Роман, по-моему, продолжает и тему Анна Аркадьевны, и тему Татьяны Дмитриевны - "отдаться или устоять?".
Но всё решается через чудо великое - детей.
И хотя накуролесила Тётя славно, но заканчивается всё тем, что она забеременивает (сама не зная, от кого), отваживает от себя вдруг по-настоящему влюбившегося в неё Ланина и рожает себе девочку.
Резюме её такое: «невозможно, да и совершенно не нужно, идти всеми тропами одновременно, необязательно, да и не надо любить всех, полюбить бы лишь данных тебе в обязательную любовь, потому что глаз у человека только два, слышишь, их два, а не восемь! Надо жить своей собственной маленькой жизнью, и в ней, как в капле, видеть красоту. И согласиться именно на нее, на эту, да, крошечную, да, тупую, да, убогую, но прекрасную жизнь!»

Ну и кое-какие понравившиеся мысли:
«... первым гибнет самый крупный олень, самая большая черепаха, самый отважный воин и самая красивая женщина,... потому что все, что слишком, даже если речь идет об уме и красоте, нежизнеспособно...». «жалованье ему платят за звездность».

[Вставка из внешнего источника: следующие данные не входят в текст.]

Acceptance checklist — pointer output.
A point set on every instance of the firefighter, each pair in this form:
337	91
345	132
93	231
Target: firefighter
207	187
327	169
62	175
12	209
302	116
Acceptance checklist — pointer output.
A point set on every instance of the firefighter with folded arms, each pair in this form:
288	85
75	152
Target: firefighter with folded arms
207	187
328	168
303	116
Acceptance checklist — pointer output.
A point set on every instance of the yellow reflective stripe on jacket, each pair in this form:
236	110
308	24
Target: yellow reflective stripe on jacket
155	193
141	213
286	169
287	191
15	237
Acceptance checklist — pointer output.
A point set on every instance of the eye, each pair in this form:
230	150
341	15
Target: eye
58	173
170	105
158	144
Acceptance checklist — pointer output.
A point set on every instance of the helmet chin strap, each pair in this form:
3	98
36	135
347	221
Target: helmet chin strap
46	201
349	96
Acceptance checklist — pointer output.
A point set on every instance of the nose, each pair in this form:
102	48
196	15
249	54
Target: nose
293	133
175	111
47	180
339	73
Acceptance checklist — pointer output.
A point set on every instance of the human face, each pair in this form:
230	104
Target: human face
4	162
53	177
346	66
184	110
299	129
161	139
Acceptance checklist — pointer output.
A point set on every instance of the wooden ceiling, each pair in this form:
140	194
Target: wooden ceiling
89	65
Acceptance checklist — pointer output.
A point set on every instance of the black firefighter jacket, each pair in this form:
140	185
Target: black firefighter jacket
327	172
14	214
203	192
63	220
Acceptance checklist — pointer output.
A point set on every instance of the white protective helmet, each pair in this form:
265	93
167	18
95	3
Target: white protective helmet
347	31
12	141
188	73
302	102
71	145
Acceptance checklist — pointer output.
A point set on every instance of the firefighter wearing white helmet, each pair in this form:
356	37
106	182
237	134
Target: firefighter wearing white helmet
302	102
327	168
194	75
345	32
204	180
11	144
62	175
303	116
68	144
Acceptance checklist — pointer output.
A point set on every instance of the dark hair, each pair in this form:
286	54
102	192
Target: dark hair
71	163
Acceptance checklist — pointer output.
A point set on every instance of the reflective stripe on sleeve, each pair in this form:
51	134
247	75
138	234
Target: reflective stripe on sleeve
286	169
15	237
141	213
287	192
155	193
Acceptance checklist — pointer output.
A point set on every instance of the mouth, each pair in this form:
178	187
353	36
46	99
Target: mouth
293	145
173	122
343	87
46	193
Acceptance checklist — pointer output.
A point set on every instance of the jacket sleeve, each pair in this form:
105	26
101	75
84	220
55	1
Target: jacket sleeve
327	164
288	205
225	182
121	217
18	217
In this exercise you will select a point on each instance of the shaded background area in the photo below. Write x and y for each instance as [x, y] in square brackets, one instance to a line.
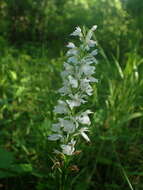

«Когда все сверкает и блестит, это, скорее всего, результаты прошлых трудов, следовательно, видимые признаки расцвета — начало конца». «…от жаркой похоти, от жизненной погани можно забраться наверх, спрятаться в собственное призвание — и так спастись».
«Дети — Божие благословение. Вот и разъяснение чеховской грусти: доктор Чехов был бездетен! Оттого так серо и страшно уныло в его рассказах, хотя и поэтично, а все же безнадежно, все потому, что не было рядом с ним дитяти, родного, своего, и не имел он возможности опустить губы и потрпрукать в теплый младенческий затылок».

Читался роман в электронном виде, рекомендую, но, полагаю, в книжном варианте он более привлекателен.